It probably won't be long before the gatekeepers at the world's dictionaries are asked to approve a new word: "Gawkward," meaning an embarrassing or discomforting situation drenched in schadenfreude, as when a website known for anything-goes posts that upset and provoke others gets a turn in the barrel.
The reference is, of course, to Gawker, which has been paying holy hell since posting an article that alleged a senior financial officer of a prominent media company was trying to arrange an extramarital tryst with a gay porn star and escort. The outcry over the article was furious; among the printable condemnations were "reprehensible beyond belief," "vile," "disgraceful," "repugnant, shameful" and "a story that had no business being published."
Some critics complained that the article needlessly outed the executive because he is neither a public figure nor, as far as anyone knows, engaged in hypocritical, anti-gay behavior. As an out gay man who was once, miserably, in the closet, my advice is usually, "Come out, come out, wherever you are." But in this instance I saw no reason to publish. It's not as if struggling or bullied LGBT youth would be inspired by reading the post the way they would be by finding out, for example, that the CEO of Apple is gay. And the executive isn't, say, a politician who trolls the Grindr app for hookups while voting against same-sex marriage or refusing to help LGBT employees end workplace discrimination.
Other critics contended the only possibly worthwhile aspect of the article was that it chronicled the efforts by the porn star to blackmail the executive. They decried the decision to name the executive but mask the porn star's identity with a pseudonym.
A day after the post went up, Gawker's founder and chief executive officer, Nick Denton, did something rare for Gawker: he took it down. That unusual retraction, supported by a vote of Gawker Media's managing directors, set off turmoil inside Gawker that matched the uproar outside, as employees took sides over whether it was appropriate to remove the article or even publish it in the first place. The tumult, described as a "total meltdown," included the resignations of two top editors, a brief period without any new posts and a sarcastic article, on Gawker itself, that claimed Gawker was being renamed The Ultimate Nice Website.

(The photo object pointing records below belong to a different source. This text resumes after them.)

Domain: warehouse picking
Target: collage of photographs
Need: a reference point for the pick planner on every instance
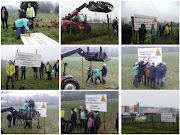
(83, 67)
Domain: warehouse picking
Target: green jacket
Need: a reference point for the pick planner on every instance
(135, 69)
(96, 72)
(10, 70)
(50, 68)
(22, 22)
(25, 106)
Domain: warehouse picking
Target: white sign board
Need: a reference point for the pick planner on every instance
(41, 108)
(38, 39)
(27, 59)
(96, 102)
(151, 54)
(142, 19)
(168, 117)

The jape refers to comments Denton made in the wake of the controversy that Gawker ought to be "nicer" and "gentler," which would represent a startling course correction for a website that made its name on regularly serving up heaping portions of snark. Denton also discussed what he called a "Gawker tax": around $20 million a year in advertising revenue that the website forgoes, he believes, because of its reputation as a pugnacious powder keg that can "blow up" at any moment.
Denton seems willing to wave goodbye to some ad revenue as the cost of editorial independence, but it appears as if the dispute over the now-infamous post has led him to draw a line in the sand. The longstanding Gawker.com policy that a post needs only to be true (and titillating) to be published is being recalibrated, adding interesting, i.e., newsworthy, as a necessary criterion.

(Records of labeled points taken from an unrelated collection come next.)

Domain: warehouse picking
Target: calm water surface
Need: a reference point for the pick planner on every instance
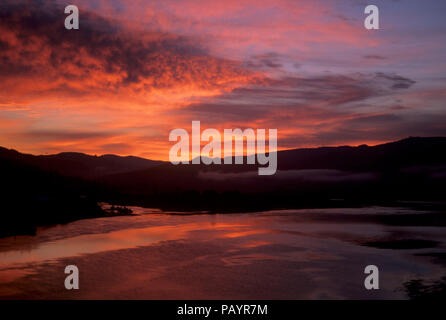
(287, 254)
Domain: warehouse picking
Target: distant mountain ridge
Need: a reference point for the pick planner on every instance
(409, 169)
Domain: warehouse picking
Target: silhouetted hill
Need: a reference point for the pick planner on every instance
(79, 164)
(67, 186)
(410, 169)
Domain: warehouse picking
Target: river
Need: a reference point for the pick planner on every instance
(284, 254)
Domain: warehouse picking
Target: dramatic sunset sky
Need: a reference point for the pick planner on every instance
(138, 69)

On CNN's "Reliable Sources," Brian Stelter asked Denton whether advertisers wanting to be more "comfortable" with the site's content are forcing his hand, as was suggested by employees who defended the publication of the post. One editor who resigned, Tommy Craggs, derided a "brand book" that was created for advertisers, and the sarcastic Ultimate Nice Website post claimed that Gawker's new editorial mission is "being nicer to brands."
"We will never, and we have never" taken down a story "because of an advertiser's pressure," Denton replied, declaring that Gawker's "editorial independence" is what "attracts our audience," and advertisers "come for that audience."
Denton's concerns about needing ad revenue to help Gawker maintain its independence echo those of founders of media companies dating, perhaps, all the way back to Benjamin Franklin, whose Pennsylvania Gazette carried ads. It seems odd, though, when new-media moguls express the same worries as owners of mainstream, legacy media -- and doubly odd when an anti-establishment upstart who thrived on disruptive, rule-breaking behavior begins to sound like a newspaper publisher or the owner of a broadcast TV network.
It may be a sign that the early winners in digital media must now grow up and figure out how to convert clicks and publicity into reliable profits. Not all web wunderkind will be successful in their transitions to maturity, just as all child prodigies don't become talented teenagers.
And a kinder, gentler Gawker could leave a void in the market to be filled by a new rival that revels in telling it like it is and saying anything on its mind. Sorry, but trump.com is already taken.